A mortgage is a very long term debt often lasting twenty five years. Although the interest rate can be lower than short term loans, because you pay it back over such a long time, the cost of the loan can be really big. This obviously can depend on the interest rate but you can end up paying double for your home by the time that you have repaid the loan and in real terms, that is a lot of money. This is why a lot of people consider repaying it early.
It can be a difficult decision though and it is worth considering it hard before you do it. It will be lovely to have that feeling that you now own your home and not the lender and that you no longer have that big mortgage debt hanging over you. The feeling of freedom could be massive for many people. A lot of people do not like the idea of being in any debt and although a mortgage debt is considered to be good debt and you normally get something positive out of it that will end up making you money, it still does not sit well with everyone. It is worth remembering thought that you will get that feeling eventually even if you do not pay it off early, as long as you do pay it off by the end of the mortgage term.
A big advantage of paying it off early is obviously the money that you will save. Although you may have to pay an admin fee to pay it off early, it is likely to be very small compared with how much you will need to pay for the extra years of interest payments on the mortgage. It is very unlikely that if you save the money instead, you will get a better return compared to how much you will save on mortgage interest payments. This is because banks lend money at a higher rate than they pay out in interest. If you invest the money, you could make more back, but you will take a risk. An investment could lose value as well as gain value and this means that you could find that when it is time to pay off the mortgage, there is not enough money to pay it off with. This has happened to a lot of people in the past who had interest only mortgages with endowments and they found that they were not making enough money on their investment to pay off the mortgage and had to bump it up towards the end of the mortgage term. Whether this happens will depend on the economy as well as interest rates, the stock market and the funds that you choose to invest in. There are many unknowns here so it is always wise to do a lot of research and possibly talk to a financial advisor before investing.
If you pay the mortgage off early, then you may possibly regret it later if you suddenly get short of money and wish that you had held onto it. It is therefore wise to make sure that you have some extra money put by before you pay it off so that you can cover any expenses that come along. Some people recommend that you have a few months’ salary others recommend a years, it really depends on whether you think there is a risk that you will lose their job and how many bread winners there are in the home. Consider how high your monthly expenditure is and how much money you will need in order to manage and how many months money you feel you will need to put by just in case. You need to think about whether you would rather spend the money on the mortgage and no longer have that debt or use the money now, perhaps on a holiday or other things and wait to pay the mortgage off when it is due.

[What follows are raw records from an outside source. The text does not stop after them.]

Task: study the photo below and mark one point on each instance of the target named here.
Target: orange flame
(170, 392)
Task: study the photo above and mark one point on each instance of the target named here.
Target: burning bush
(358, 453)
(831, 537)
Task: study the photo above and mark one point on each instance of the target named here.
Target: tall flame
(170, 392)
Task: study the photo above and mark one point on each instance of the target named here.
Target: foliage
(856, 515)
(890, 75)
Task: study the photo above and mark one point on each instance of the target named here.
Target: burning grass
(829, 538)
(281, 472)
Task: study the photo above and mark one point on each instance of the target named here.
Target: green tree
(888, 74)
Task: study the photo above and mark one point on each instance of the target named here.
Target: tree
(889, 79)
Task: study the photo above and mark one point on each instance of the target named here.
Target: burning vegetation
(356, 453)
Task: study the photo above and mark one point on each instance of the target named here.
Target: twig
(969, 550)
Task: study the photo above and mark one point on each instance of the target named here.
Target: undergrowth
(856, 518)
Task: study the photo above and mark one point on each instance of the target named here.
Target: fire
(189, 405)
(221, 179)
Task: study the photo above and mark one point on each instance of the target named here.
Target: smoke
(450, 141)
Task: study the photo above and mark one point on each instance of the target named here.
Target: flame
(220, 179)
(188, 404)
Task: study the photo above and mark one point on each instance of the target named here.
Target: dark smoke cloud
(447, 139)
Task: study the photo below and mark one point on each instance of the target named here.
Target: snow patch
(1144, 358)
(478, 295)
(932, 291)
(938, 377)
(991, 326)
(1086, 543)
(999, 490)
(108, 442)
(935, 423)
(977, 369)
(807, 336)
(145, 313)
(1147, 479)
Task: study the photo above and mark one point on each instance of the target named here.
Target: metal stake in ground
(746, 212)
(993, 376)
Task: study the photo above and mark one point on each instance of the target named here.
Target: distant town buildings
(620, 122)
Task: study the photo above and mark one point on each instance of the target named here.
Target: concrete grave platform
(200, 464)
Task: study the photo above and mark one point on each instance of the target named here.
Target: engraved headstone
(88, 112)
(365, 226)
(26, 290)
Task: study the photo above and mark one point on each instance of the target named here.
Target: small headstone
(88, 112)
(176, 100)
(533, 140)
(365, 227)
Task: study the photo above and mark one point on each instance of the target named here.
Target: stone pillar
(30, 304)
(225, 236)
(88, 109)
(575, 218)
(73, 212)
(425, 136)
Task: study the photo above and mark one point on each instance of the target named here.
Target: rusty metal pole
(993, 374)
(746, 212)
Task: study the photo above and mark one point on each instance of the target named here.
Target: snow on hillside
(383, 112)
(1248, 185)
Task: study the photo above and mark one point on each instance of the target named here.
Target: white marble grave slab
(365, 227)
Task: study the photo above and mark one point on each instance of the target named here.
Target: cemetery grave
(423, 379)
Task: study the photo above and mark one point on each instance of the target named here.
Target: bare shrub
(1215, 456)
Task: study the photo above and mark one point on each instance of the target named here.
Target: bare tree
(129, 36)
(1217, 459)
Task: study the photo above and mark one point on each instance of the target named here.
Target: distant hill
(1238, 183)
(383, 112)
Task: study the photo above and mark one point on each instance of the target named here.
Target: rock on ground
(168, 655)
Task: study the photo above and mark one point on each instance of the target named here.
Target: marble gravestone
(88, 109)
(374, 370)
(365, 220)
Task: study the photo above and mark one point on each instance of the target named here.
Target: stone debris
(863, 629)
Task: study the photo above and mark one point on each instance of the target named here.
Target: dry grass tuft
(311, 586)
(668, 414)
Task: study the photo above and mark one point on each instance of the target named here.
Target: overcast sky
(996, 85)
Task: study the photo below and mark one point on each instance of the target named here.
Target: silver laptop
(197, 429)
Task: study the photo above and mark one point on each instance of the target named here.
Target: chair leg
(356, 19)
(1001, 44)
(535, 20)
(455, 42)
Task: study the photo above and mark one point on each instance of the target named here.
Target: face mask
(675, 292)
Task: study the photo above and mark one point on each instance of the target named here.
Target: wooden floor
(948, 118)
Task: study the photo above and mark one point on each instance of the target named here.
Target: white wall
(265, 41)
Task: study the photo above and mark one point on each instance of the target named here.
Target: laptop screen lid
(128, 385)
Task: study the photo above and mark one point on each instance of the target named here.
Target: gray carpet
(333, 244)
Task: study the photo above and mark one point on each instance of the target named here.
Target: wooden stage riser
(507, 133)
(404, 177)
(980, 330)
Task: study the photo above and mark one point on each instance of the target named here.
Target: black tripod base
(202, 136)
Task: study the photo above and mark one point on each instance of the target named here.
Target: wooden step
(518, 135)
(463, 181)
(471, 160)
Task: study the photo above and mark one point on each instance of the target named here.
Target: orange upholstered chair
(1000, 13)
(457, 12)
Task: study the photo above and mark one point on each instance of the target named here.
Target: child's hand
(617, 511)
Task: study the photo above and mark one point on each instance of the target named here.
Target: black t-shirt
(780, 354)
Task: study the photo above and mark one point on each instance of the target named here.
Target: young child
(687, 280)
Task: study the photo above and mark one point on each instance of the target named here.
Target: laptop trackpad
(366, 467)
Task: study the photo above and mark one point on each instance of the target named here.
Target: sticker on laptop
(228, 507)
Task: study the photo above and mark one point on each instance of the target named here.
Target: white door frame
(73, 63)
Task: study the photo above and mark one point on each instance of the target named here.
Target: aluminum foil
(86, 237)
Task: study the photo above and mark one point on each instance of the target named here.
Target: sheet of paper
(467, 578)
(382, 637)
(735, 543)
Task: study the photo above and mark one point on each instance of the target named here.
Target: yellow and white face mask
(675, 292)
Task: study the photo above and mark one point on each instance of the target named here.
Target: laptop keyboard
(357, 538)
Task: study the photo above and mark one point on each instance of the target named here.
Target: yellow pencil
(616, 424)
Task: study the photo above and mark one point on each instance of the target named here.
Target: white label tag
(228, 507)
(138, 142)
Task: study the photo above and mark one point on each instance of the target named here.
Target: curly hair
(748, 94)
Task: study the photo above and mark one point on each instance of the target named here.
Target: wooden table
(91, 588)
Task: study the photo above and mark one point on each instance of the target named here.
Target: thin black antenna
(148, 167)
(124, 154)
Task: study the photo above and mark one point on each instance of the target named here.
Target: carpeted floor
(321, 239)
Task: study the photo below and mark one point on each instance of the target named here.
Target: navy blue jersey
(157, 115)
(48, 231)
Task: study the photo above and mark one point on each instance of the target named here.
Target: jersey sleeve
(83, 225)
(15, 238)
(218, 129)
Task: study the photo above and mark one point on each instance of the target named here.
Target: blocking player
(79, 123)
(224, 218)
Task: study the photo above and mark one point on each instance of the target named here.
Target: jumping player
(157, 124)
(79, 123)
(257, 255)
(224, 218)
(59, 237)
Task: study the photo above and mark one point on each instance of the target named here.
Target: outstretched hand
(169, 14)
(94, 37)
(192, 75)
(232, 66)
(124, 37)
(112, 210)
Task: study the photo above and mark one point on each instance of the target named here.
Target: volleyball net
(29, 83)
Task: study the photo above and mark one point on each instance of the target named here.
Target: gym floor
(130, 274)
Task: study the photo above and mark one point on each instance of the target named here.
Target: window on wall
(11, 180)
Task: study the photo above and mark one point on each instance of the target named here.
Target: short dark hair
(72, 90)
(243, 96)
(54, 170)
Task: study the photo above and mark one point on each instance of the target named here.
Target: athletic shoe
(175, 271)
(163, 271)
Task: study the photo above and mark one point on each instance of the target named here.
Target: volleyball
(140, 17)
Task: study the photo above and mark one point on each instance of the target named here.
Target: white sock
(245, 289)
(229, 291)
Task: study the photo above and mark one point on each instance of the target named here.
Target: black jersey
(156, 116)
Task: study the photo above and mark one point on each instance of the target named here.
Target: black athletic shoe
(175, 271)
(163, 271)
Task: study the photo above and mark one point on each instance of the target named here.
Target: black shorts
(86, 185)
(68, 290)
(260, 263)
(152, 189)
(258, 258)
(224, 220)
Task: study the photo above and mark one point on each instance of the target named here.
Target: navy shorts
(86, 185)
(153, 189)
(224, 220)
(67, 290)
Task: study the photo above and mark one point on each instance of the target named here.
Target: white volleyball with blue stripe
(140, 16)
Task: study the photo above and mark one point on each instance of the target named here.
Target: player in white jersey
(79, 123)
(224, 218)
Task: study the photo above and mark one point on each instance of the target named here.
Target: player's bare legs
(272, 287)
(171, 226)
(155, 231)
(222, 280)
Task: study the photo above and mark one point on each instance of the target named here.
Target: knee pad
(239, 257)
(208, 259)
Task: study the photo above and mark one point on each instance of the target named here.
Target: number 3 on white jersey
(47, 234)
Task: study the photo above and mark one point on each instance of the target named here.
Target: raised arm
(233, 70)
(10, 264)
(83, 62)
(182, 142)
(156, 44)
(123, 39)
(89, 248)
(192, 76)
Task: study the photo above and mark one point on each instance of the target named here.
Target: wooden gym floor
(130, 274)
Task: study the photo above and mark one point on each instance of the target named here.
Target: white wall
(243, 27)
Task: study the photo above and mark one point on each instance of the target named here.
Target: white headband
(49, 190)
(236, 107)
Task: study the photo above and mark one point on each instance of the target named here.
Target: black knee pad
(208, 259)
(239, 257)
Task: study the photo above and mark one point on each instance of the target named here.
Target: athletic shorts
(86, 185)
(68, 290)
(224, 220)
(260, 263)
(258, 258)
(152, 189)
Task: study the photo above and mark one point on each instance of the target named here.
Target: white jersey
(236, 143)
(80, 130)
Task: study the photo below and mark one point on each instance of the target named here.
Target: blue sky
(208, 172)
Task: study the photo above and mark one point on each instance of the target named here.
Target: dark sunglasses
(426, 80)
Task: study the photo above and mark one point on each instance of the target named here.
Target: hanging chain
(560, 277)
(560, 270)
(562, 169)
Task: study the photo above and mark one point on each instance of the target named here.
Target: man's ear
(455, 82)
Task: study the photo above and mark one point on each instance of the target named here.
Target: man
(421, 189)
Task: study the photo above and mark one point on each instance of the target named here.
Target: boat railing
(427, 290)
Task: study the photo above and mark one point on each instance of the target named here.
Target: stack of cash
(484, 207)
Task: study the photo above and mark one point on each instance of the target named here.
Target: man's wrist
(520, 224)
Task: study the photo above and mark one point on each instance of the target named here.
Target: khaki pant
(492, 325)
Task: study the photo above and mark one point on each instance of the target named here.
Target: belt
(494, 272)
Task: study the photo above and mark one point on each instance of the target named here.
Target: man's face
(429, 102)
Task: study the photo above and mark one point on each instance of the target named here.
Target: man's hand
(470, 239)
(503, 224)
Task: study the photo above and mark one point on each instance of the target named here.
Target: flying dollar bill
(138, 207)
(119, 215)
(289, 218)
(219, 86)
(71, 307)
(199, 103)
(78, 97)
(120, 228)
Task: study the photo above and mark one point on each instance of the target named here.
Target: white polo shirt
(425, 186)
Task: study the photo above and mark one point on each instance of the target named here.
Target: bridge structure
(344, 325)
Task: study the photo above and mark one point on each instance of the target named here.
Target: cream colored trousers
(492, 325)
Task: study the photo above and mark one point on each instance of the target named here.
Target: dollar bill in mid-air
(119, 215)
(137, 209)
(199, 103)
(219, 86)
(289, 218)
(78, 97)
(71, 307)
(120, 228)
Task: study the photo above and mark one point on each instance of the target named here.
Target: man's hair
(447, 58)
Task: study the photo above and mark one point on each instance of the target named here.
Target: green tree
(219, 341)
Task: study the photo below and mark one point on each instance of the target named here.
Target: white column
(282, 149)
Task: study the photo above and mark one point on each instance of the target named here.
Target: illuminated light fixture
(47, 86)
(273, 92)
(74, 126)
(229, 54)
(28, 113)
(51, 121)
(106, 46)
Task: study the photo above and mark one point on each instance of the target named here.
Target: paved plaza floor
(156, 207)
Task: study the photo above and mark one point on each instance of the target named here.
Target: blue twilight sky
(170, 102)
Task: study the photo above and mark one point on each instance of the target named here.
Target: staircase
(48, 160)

You may feel pressure to pay back early because it is a debt but it is worth remembering that although it is an expense, you will normally be making money just by having a property. This is because ein the long term property values increase and they tend to increase more than the cost of the interest on a mortgage and it means that you will always be gaining some money, although it will not be as much as if you were not paying out on a mortgage too.
So generally paying off the mortgage early would be seen as a good idea. It will save money in the long run in most cases and lift the burden of debt. However it is important t time it right and make sure that you cannot make more money by investing the money elsewhere and you need to have some funds to fall back on in an emergency.